WOLFF: Ihr Anlagestil LIQID Select verzichtet aber auf Rebalancing. Warum? Gehen Sie hier bewusst höhere Risiken ein?

FOMM: Nein. LIQID Select ist ja ein aktiver Anlagestil, der nicht automatisch, sondern von Menschen gesteuert wird. Wenn wir zum Beispiel wie aktuell der Meinung sind, dass auf Basis unserer Kapitalmarktmodelle eine zeitweise Über- oder Untergewichtung von Aktien Chancen bietet oder Risiken reduzieren kann, dann tun wir das. Langfristig orientieren wir uns aber immer an der vom Kunden gewünschten Gewichtung. Wir setzen hier auch taktisch Put-Optionsscheine als Absicherungsinstrumente gegen fallende Kurse ein. (Siehe unser Gespräch im März). Das aber nur in geringem Maße, denn solche Absicherungsinstrumente sind auf Dauer teuer.

WOLFF: Wie sieht es mit anderen Anlageklassen aus? Sollten Anleger zur Risikostreuung auch in Gold und Rohstoffe investieren?

FOMM: In moderatem Maße halte ich das durchaus für sinnvoll. Auch wir legen einen kleinen Teil der Kundenvermögen zur Diversifikation in Gold und Rohstoffen an. Denn sie sind relativ unkorreliert mit Aktien. Das heißt, sie bieten einen guten Beitrag zur Diversifikation eines Portfolio, weil sie auch bei fallenden Aktienkursen eine positive Rendite erwirtschaften können. Gerade Gold ist häufig ein Krisenschutz für das Portoflio. Allerdings sollten Sie sich immer vergegenwärtigen: Gold und Rohstoffe bringen weder Zinsen noch Dividenden ein und sind deshalb Aktien und in normalen Zeiten auch Anleihen gegenüber eigentlich als Anlageklasse unterlegen.

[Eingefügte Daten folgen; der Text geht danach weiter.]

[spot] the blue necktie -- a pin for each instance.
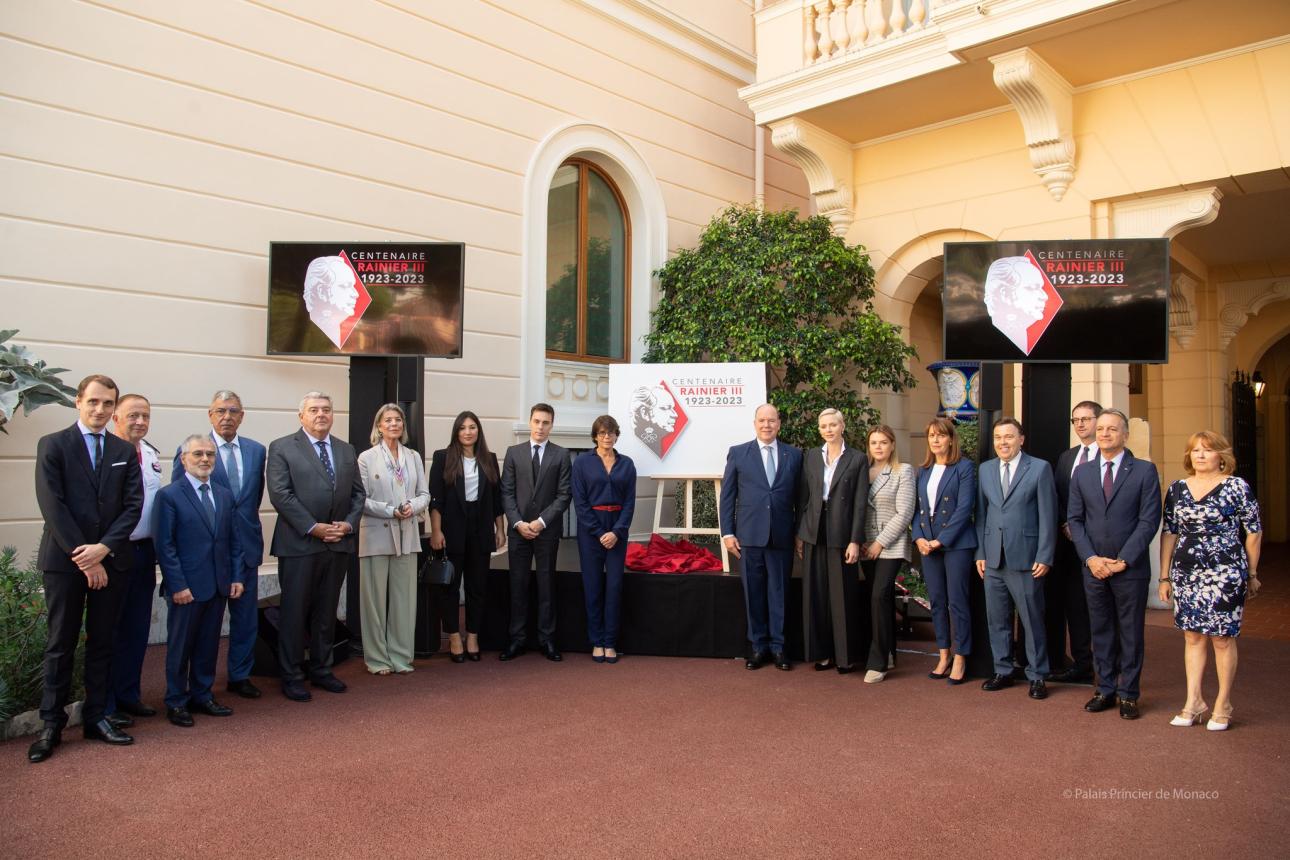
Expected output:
(327, 462)
(208, 506)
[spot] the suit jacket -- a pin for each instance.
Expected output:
(757, 513)
(950, 520)
(303, 495)
(890, 509)
(250, 494)
(548, 498)
(1021, 530)
(450, 503)
(190, 552)
(381, 533)
(85, 506)
(1124, 526)
(848, 494)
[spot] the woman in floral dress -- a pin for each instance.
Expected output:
(1211, 569)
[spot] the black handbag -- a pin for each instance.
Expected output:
(436, 570)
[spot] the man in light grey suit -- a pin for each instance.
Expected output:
(1015, 540)
(314, 485)
(535, 491)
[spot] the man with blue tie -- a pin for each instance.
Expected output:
(1113, 513)
(759, 520)
(314, 484)
(201, 569)
(90, 495)
(1015, 540)
(240, 469)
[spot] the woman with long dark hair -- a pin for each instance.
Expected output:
(466, 520)
(946, 540)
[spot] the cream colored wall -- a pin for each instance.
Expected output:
(152, 150)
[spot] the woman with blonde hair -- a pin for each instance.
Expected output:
(388, 539)
(946, 540)
(831, 499)
(886, 544)
(1209, 567)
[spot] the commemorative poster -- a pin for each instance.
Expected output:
(365, 298)
(1075, 301)
(681, 419)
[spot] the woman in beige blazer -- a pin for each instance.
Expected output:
(886, 544)
(388, 539)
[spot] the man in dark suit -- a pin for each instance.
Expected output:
(314, 485)
(1015, 539)
(90, 495)
(759, 520)
(1063, 587)
(201, 569)
(240, 469)
(535, 491)
(1113, 515)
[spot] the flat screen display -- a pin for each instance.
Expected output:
(1073, 301)
(365, 298)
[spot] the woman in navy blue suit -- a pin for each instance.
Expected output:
(604, 497)
(946, 539)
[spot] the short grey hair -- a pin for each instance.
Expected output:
(381, 413)
(314, 395)
(195, 437)
(223, 393)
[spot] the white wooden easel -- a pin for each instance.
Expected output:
(689, 529)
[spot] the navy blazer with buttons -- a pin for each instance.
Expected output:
(191, 553)
(757, 513)
(951, 520)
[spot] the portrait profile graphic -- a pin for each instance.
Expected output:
(1017, 294)
(330, 294)
(654, 417)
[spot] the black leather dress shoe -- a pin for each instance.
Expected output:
(244, 689)
(44, 744)
(1101, 702)
(997, 682)
(329, 682)
(511, 651)
(136, 709)
(107, 732)
(296, 691)
(120, 721)
(179, 717)
(212, 708)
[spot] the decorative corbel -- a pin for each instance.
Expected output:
(826, 160)
(1044, 102)
(1182, 308)
(1239, 301)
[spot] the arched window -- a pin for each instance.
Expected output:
(588, 244)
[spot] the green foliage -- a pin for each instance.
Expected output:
(775, 288)
(22, 636)
(25, 381)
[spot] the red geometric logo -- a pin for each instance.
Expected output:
(658, 417)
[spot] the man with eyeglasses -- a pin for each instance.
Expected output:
(1067, 606)
(201, 570)
(240, 469)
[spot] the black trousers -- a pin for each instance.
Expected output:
(879, 588)
(471, 565)
(523, 555)
(311, 591)
(69, 597)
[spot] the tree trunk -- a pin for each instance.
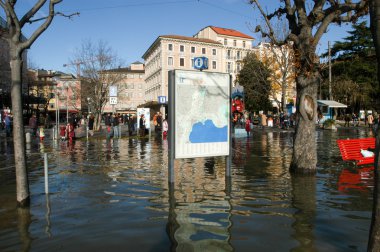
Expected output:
(374, 236)
(22, 184)
(304, 159)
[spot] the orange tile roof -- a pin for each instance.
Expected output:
(191, 39)
(230, 32)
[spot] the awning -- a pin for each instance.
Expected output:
(332, 104)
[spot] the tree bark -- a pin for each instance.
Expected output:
(374, 236)
(304, 159)
(22, 184)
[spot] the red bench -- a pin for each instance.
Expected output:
(350, 150)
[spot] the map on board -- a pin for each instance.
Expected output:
(202, 114)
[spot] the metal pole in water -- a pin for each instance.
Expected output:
(46, 174)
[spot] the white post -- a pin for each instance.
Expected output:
(46, 174)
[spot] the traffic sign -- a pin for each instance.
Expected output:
(113, 90)
(200, 63)
(113, 100)
(162, 99)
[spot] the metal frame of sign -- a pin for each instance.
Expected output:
(172, 120)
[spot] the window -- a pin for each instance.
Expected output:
(170, 61)
(228, 54)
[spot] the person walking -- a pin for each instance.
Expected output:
(41, 132)
(8, 124)
(247, 126)
(370, 120)
(115, 126)
(165, 128)
(33, 124)
(142, 125)
(91, 121)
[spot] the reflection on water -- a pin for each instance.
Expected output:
(113, 195)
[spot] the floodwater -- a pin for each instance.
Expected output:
(115, 196)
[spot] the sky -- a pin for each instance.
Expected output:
(129, 27)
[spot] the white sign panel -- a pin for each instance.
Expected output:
(202, 114)
(113, 100)
(146, 113)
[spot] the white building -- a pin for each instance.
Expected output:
(224, 48)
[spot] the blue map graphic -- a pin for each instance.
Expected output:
(207, 132)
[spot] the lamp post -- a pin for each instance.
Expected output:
(88, 104)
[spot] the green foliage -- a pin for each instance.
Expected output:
(354, 74)
(254, 77)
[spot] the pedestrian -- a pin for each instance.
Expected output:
(8, 124)
(91, 121)
(70, 131)
(270, 121)
(115, 126)
(142, 125)
(131, 125)
(41, 132)
(63, 133)
(33, 124)
(159, 121)
(347, 119)
(370, 120)
(247, 125)
(165, 128)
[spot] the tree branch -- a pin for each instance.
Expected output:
(26, 44)
(32, 12)
(55, 14)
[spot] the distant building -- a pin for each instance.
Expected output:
(224, 48)
(48, 85)
(130, 89)
(281, 61)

WOLFF: Was ist mit Immobilien?

FOMM: Eine Immobilie, in der Sie selbst wohnen, ist fast immer eine sinnvolle Geldanlage. Bei Immobilien, die lediglich angeschafft werden, um sie zu vermieten und um damit Wertsteigerungen zu erzielen, bin ich dagegen skeptisch. Erstens binden sie sehr viel Kapital. Gerade beim Kauf einer Eigentumswohnung machen sich viele mit einem großen Teil Ihres Vermögens abhängig von einem einzigen Mieter. Wenn der ausfällt, können Sie monate- oder sogar jahrelang keine Mieten einnehmen. Wurde die Immobilie auch noch teilweise fremdfinanziert, verschärft das die Probleme noch, weil Zins und Tilgung weiterhin fällig werden. Zweitens ist sie – wie das Wort „immobil“ schon sagt – unbeweglich. Verschlechtert sich zum Beispiel aus unerfindlichen Gründen die Gegend, in der sie steht, kann sie drastisch an Wert verlieren. Drittens kommen bei Immobilien laufend Reparatur- und Renovierungskosten hinzu, was die Rendite drückt. Viertens konnten die Mieten in den attraktiven Lagen häufig nicht proportional zu den Preisen zulegen. Die Folge sind sehr hohe Bewertungen, insbesondere am Markt für Wohnimmobilien.

WOLFF: Herr Fomm, ich danke Ihnen für das Gespräch.

FOMM: Vielen Dank auch, es hat mir Spaß gemacht.